Gambaran ketidakjelasan serta ketiadaan perkembangan kasus tersebut sebenarnya merupakan bukti bahwa isu terorisme ini hanya "jualan". Seperti sebagaimana yang telah dijelaskan oleh John Pilger di atas. Isu terorisme ini sejatinya hanya untuk mendudukan Islam kan kaum muslim sebagai korban. Islam tak mengenal terorisme dalam ajarannya. Tindakan anarkis, bunuh diri dan bentuk teror apapun adalah haram dalam Islam. Jadi tidak adil rasanya jika buku jihad menjadi penguat atau bukti saat kasus terorisme ditemukan.
*Jelas jihad berbeda dengan teorisme.*
Jihad merupakan puncak kemuliaan kaum muslim dalam mendakwahkan cahaya Islam. Tujuannya bukan untuk menguasai dan menjajah seperti yang dilakukan para kapitalis hari ini. Jihad memiliki tujuan mulia membebaskan negeri-negeri kuffar dari cengkeraman kekuasaan zalim yang menerapkan aturan manusia. Kekuasaan Islam meniscayakan penerapan aturan Allah yang tentunya ini membawa rahmat bagi semesta alam. Dan ini sudah dibuktikan oleh masa keemasan Islam di masa lalu. Ketika cahaya Islam masuk ke negeri Syam, maka berbondong-bondong penduduknya memeluk Islam dengan kesadaran tanpa paksaan. Buktinya? Meski banyak di antara mereka memeluk Islam tapi ada sebagiannya memilih menjadi ahlu dzimmah, tunduk pada aturan Islam dengan masih memeluk kepercayaan sebelumnya. Bahkan hingga kini mereka masih eksis.

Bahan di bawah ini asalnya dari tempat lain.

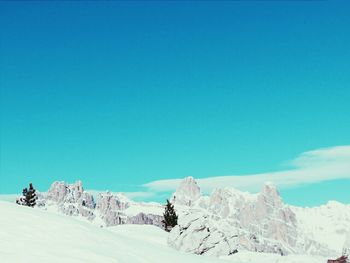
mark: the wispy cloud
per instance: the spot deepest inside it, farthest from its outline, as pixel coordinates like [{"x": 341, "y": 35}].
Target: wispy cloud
[{"x": 309, "y": 167}]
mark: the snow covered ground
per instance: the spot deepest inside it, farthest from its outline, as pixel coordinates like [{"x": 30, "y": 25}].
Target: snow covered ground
[{"x": 35, "y": 235}]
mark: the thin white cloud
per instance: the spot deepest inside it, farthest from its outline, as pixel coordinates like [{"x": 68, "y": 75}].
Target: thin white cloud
[{"x": 310, "y": 167}]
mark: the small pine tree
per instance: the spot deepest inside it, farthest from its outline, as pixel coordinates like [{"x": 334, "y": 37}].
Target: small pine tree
[
  {"x": 29, "y": 197},
  {"x": 170, "y": 217}
]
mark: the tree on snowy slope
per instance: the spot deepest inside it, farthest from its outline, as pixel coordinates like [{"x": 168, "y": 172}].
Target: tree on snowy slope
[
  {"x": 29, "y": 197},
  {"x": 170, "y": 217}
]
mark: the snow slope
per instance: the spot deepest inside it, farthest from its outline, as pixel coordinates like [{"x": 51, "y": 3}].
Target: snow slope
[{"x": 34, "y": 235}]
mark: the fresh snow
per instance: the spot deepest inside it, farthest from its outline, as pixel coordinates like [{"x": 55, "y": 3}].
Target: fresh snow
[{"x": 35, "y": 235}]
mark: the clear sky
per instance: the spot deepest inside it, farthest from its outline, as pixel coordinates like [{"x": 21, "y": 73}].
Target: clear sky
[{"x": 119, "y": 94}]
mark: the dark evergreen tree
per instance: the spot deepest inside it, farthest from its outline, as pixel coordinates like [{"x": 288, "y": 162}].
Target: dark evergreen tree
[
  {"x": 29, "y": 197},
  {"x": 170, "y": 217}
]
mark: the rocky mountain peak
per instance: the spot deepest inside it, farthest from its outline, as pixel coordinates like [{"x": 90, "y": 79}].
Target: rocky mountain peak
[{"x": 187, "y": 193}]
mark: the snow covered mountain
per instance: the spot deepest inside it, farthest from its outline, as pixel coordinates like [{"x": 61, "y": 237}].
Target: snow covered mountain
[
  {"x": 34, "y": 235},
  {"x": 109, "y": 209},
  {"x": 227, "y": 223}
]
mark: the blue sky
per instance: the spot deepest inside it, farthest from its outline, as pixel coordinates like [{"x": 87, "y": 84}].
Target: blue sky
[{"x": 119, "y": 94}]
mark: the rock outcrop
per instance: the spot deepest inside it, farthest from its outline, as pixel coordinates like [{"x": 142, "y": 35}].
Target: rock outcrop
[
  {"x": 187, "y": 193},
  {"x": 71, "y": 199},
  {"x": 346, "y": 246},
  {"x": 230, "y": 220},
  {"x": 110, "y": 209}
]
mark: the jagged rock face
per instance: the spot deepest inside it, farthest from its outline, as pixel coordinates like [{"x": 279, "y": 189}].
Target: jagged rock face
[
  {"x": 71, "y": 199},
  {"x": 264, "y": 215},
  {"x": 111, "y": 209},
  {"x": 198, "y": 232},
  {"x": 346, "y": 247},
  {"x": 237, "y": 220},
  {"x": 187, "y": 193}
]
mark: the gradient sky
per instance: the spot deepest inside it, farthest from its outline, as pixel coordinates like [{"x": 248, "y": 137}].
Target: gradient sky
[{"x": 118, "y": 94}]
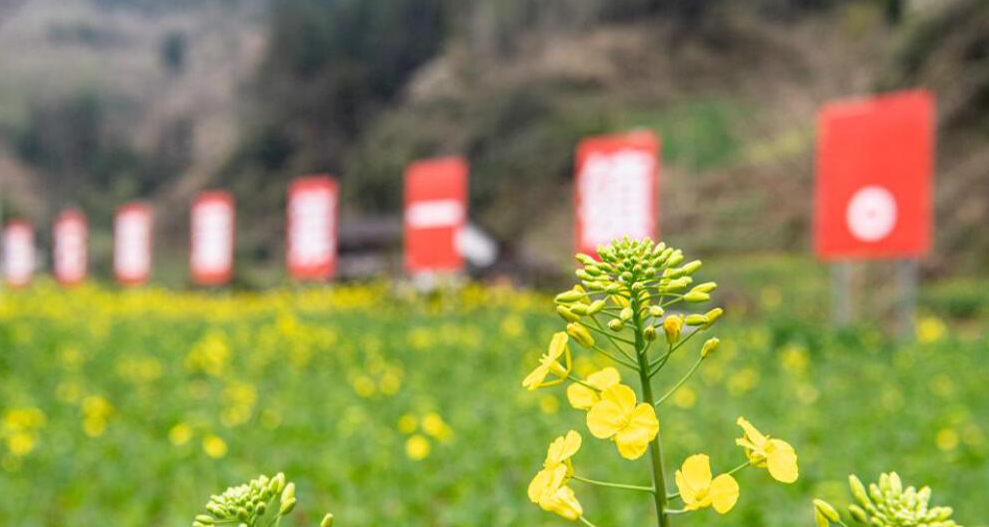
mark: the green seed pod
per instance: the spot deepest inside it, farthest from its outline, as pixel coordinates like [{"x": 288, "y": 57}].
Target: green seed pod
[
  {"x": 858, "y": 514},
  {"x": 692, "y": 267},
  {"x": 695, "y": 320},
  {"x": 579, "y": 333},
  {"x": 696, "y": 297},
  {"x": 827, "y": 510},
  {"x": 566, "y": 314}
]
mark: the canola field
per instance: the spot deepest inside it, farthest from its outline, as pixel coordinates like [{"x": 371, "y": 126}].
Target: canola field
[{"x": 129, "y": 408}]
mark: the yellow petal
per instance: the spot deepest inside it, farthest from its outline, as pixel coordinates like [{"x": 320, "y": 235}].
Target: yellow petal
[
  {"x": 782, "y": 461},
  {"x": 621, "y": 395},
  {"x": 631, "y": 449},
  {"x": 724, "y": 493},
  {"x": 696, "y": 471},
  {"x": 535, "y": 379},
  {"x": 605, "y": 419},
  {"x": 581, "y": 397},
  {"x": 604, "y": 378}
]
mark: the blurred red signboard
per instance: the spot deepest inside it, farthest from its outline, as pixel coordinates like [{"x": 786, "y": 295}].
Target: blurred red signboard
[
  {"x": 132, "y": 244},
  {"x": 212, "y": 238},
  {"x": 616, "y": 187},
  {"x": 70, "y": 255},
  {"x": 875, "y": 160},
  {"x": 18, "y": 253},
  {"x": 311, "y": 237},
  {"x": 435, "y": 213}
]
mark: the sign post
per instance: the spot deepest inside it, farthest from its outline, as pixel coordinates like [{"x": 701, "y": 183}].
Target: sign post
[
  {"x": 616, "y": 188},
  {"x": 212, "y": 238},
  {"x": 69, "y": 249},
  {"x": 311, "y": 228},
  {"x": 435, "y": 214},
  {"x": 873, "y": 191}
]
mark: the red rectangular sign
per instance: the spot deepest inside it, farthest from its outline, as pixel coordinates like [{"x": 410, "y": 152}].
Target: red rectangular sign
[
  {"x": 18, "y": 253},
  {"x": 69, "y": 247},
  {"x": 311, "y": 228},
  {"x": 132, "y": 244},
  {"x": 435, "y": 213},
  {"x": 875, "y": 160},
  {"x": 211, "y": 255},
  {"x": 616, "y": 189}
]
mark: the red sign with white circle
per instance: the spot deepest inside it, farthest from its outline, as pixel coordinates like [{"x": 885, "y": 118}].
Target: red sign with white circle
[
  {"x": 211, "y": 255},
  {"x": 435, "y": 213},
  {"x": 18, "y": 253},
  {"x": 875, "y": 164},
  {"x": 615, "y": 189},
  {"x": 311, "y": 237},
  {"x": 70, "y": 255},
  {"x": 132, "y": 244}
]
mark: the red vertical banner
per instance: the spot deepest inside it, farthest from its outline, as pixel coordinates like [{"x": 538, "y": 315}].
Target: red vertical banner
[
  {"x": 70, "y": 254},
  {"x": 211, "y": 255},
  {"x": 875, "y": 165},
  {"x": 615, "y": 189},
  {"x": 311, "y": 228},
  {"x": 132, "y": 244},
  {"x": 435, "y": 213},
  {"x": 18, "y": 253}
]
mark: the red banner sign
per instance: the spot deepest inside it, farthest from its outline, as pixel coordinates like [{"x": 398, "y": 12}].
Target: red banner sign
[
  {"x": 435, "y": 213},
  {"x": 874, "y": 177},
  {"x": 18, "y": 253},
  {"x": 311, "y": 237},
  {"x": 615, "y": 189},
  {"x": 70, "y": 253},
  {"x": 132, "y": 244},
  {"x": 211, "y": 254}
]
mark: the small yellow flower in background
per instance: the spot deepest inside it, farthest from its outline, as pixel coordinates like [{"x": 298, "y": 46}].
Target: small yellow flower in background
[
  {"x": 180, "y": 434},
  {"x": 214, "y": 446},
  {"x": 764, "y": 451},
  {"x": 699, "y": 490},
  {"x": 548, "y": 363},
  {"x": 583, "y": 398},
  {"x": 417, "y": 447},
  {"x": 616, "y": 416}
]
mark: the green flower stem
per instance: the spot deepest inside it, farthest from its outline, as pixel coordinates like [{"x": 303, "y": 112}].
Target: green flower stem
[
  {"x": 614, "y": 485},
  {"x": 656, "y": 448},
  {"x": 680, "y": 383}
]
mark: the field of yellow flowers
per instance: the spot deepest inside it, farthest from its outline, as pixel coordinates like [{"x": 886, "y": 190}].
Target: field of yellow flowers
[{"x": 127, "y": 408}]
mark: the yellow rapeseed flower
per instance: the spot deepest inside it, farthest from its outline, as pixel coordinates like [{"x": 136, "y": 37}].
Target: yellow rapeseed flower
[
  {"x": 764, "y": 451},
  {"x": 616, "y": 416},
  {"x": 583, "y": 398},
  {"x": 548, "y": 363},
  {"x": 699, "y": 490}
]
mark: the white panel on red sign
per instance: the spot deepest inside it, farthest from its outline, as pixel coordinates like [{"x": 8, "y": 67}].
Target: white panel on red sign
[
  {"x": 132, "y": 244},
  {"x": 311, "y": 245},
  {"x": 70, "y": 255},
  {"x": 617, "y": 178},
  {"x": 211, "y": 256},
  {"x": 18, "y": 253}
]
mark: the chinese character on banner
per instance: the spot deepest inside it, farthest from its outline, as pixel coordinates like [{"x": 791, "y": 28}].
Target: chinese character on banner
[
  {"x": 311, "y": 244},
  {"x": 70, "y": 255},
  {"x": 212, "y": 238},
  {"x": 616, "y": 187},
  {"x": 435, "y": 213},
  {"x": 18, "y": 253},
  {"x": 875, "y": 164},
  {"x": 132, "y": 244}
]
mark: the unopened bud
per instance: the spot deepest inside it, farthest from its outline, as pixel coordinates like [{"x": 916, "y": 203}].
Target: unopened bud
[
  {"x": 672, "y": 326},
  {"x": 580, "y": 334},
  {"x": 709, "y": 346}
]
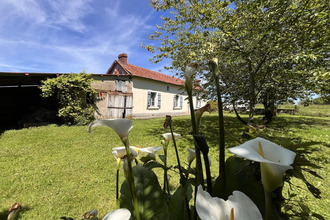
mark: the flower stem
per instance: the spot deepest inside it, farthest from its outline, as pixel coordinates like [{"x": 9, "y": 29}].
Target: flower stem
[
  {"x": 166, "y": 185},
  {"x": 221, "y": 124},
  {"x": 199, "y": 168},
  {"x": 271, "y": 213},
  {"x": 131, "y": 181},
  {"x": 182, "y": 177},
  {"x": 117, "y": 189}
]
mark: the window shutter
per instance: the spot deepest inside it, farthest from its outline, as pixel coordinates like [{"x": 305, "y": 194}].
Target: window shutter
[
  {"x": 159, "y": 100},
  {"x": 123, "y": 86},
  {"x": 149, "y": 99},
  {"x": 174, "y": 101}
]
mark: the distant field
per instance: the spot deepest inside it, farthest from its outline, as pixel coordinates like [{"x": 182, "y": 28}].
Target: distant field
[
  {"x": 311, "y": 110},
  {"x": 65, "y": 171}
]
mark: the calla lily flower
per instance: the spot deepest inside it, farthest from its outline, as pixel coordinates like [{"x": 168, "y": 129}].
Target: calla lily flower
[
  {"x": 121, "y": 126},
  {"x": 120, "y": 152},
  {"x": 119, "y": 214},
  {"x": 238, "y": 206},
  {"x": 274, "y": 159},
  {"x": 168, "y": 137},
  {"x": 189, "y": 75},
  {"x": 151, "y": 151},
  {"x": 192, "y": 156}
]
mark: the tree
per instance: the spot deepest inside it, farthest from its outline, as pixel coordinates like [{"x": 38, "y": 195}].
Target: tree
[
  {"x": 75, "y": 96},
  {"x": 265, "y": 48}
]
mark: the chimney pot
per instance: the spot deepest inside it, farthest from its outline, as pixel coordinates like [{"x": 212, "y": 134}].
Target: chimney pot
[{"x": 122, "y": 58}]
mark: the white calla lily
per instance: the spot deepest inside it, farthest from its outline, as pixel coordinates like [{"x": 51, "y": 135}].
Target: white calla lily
[
  {"x": 120, "y": 152},
  {"x": 214, "y": 208},
  {"x": 192, "y": 156},
  {"x": 151, "y": 151},
  {"x": 121, "y": 126},
  {"x": 189, "y": 75},
  {"x": 119, "y": 214},
  {"x": 168, "y": 136},
  {"x": 274, "y": 159}
]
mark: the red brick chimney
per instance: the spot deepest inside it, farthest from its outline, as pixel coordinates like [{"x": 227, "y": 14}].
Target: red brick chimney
[{"x": 122, "y": 58}]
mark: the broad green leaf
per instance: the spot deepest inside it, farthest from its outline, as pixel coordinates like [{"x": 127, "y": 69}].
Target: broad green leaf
[
  {"x": 177, "y": 207},
  {"x": 150, "y": 196}
]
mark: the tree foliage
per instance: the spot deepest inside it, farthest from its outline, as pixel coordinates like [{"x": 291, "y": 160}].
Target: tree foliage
[
  {"x": 268, "y": 51},
  {"x": 75, "y": 97}
]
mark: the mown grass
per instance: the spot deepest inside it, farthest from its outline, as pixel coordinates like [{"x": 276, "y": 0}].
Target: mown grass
[{"x": 65, "y": 171}]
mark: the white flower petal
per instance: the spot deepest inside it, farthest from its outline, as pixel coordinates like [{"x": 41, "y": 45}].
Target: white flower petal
[
  {"x": 150, "y": 150},
  {"x": 191, "y": 155},
  {"x": 168, "y": 136},
  {"x": 274, "y": 159},
  {"x": 121, "y": 126},
  {"x": 209, "y": 208},
  {"x": 119, "y": 214},
  {"x": 120, "y": 152},
  {"x": 273, "y": 153},
  {"x": 189, "y": 75}
]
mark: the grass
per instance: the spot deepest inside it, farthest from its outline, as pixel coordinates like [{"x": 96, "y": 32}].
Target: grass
[{"x": 64, "y": 171}]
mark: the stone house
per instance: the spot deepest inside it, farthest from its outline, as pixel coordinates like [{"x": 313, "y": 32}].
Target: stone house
[
  {"x": 125, "y": 90},
  {"x": 136, "y": 92}
]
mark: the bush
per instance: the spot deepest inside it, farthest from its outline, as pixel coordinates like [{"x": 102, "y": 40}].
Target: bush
[{"x": 75, "y": 96}]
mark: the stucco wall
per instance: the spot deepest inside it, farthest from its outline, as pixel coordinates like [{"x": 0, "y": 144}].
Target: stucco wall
[{"x": 141, "y": 86}]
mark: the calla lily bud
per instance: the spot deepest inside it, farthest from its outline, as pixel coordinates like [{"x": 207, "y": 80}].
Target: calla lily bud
[
  {"x": 214, "y": 66},
  {"x": 189, "y": 75},
  {"x": 150, "y": 150},
  {"x": 191, "y": 155},
  {"x": 168, "y": 137}
]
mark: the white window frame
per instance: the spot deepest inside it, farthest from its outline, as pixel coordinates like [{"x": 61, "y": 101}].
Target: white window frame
[
  {"x": 153, "y": 100},
  {"x": 121, "y": 86},
  {"x": 177, "y": 102},
  {"x": 198, "y": 101}
]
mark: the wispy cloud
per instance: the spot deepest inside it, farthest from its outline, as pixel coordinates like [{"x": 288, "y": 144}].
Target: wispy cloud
[{"x": 69, "y": 36}]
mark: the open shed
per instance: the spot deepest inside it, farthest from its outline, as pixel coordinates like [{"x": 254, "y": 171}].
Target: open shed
[{"x": 21, "y": 101}]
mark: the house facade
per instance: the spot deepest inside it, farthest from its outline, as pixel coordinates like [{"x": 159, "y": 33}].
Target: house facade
[
  {"x": 136, "y": 92},
  {"x": 124, "y": 91}
]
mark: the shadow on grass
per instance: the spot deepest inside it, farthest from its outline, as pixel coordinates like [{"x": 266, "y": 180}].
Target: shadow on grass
[
  {"x": 234, "y": 128},
  {"x": 5, "y": 212}
]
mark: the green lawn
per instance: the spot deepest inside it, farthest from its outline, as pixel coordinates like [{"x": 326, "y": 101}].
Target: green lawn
[{"x": 65, "y": 171}]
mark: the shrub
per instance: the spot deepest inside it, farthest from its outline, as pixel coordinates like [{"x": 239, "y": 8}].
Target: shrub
[{"x": 75, "y": 97}]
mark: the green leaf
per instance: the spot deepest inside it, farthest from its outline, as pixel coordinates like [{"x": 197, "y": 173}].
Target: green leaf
[
  {"x": 149, "y": 194},
  {"x": 162, "y": 158},
  {"x": 153, "y": 164}
]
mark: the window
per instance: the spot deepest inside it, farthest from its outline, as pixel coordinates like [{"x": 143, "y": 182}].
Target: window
[
  {"x": 177, "y": 102},
  {"x": 121, "y": 86},
  {"x": 198, "y": 101},
  {"x": 154, "y": 100}
]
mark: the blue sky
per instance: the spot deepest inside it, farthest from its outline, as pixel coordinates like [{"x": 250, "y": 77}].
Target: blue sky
[{"x": 75, "y": 35}]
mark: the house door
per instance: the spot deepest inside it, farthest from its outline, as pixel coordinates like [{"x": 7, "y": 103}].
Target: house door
[{"x": 120, "y": 106}]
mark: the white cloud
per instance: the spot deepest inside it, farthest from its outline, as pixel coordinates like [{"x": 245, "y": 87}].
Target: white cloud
[{"x": 69, "y": 36}]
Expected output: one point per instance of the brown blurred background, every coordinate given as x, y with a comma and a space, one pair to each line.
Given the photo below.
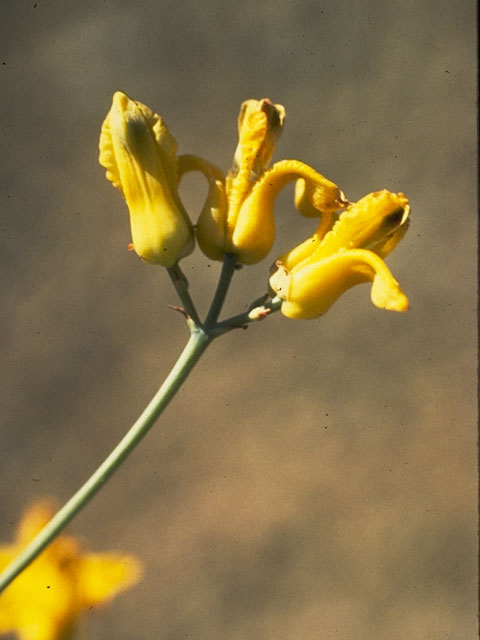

Lalu, sebagai kota duta toleransi dimana letak menghargai ajaran Islam itu sendiri? Ini negeri dengan penduduk mayoritas muslim terbesar di dunia tapi celakanya Islam selalu dipandang dengan stigma negatifnya sebagai agama teroris sebab isu-isu yang diciptakan tercium demikian. Miris. Hal ini tentu menjadi PR besar bagi penguasa sebagai pengemban demokrasi. Sebuah sistem pemerintahan yang berkiblat pada ideologi kapitalisme sekuler nyatanya gagal menegakkan nilai-nilai toleransi yang mereka nyanyikan.
Ah, memang sejatinya begitulah demokrasi. Dia tak pernah bisa konsisten pada pilar-pilar semu yang selama ini jelas menipu. Konsep kehidupan dengan asas pemisahan agama dari kehidupan itu jelas penuh kezaliman. Intoleransi tentu saja akan terus menjamur jika sistem ini tak diakhiri. Namun, semakin ke sini publik justru akan segera menyadari. Inilah kerapuhan sistem demokrasi sekuler itu. Lonceng kematiannya sudah semakin nyaring terdengar. Akankah sistem peradaban rusak ini menemui ajalnya, segera?
Tentu. Tentu saja kaum muslim harus menyambutnya dengan kebangkitan berpikir. Islam adalah kemuliaan, ajarannya penuh kebaikan dan keberkahan ketika diterapkan dalam seluruh sendi kehidupan. Praktik toleransi yang benar akan bisa diwujudkan ketika Islam dijadikan ideologi yang mengatur kehidupan umat manusia. Dan itu semua perlu diperjuangkan. Siapa lagi yang akan memperjuangkan kemuliaan Islam jika bukan umatnya? Sampai kapan kita rela Islam disudutkan pada ruang pesakitan? Memilih jalan perjuangan demi mempercepat kematian sistem kapitalisme sekuler adalah sebuah kepastian.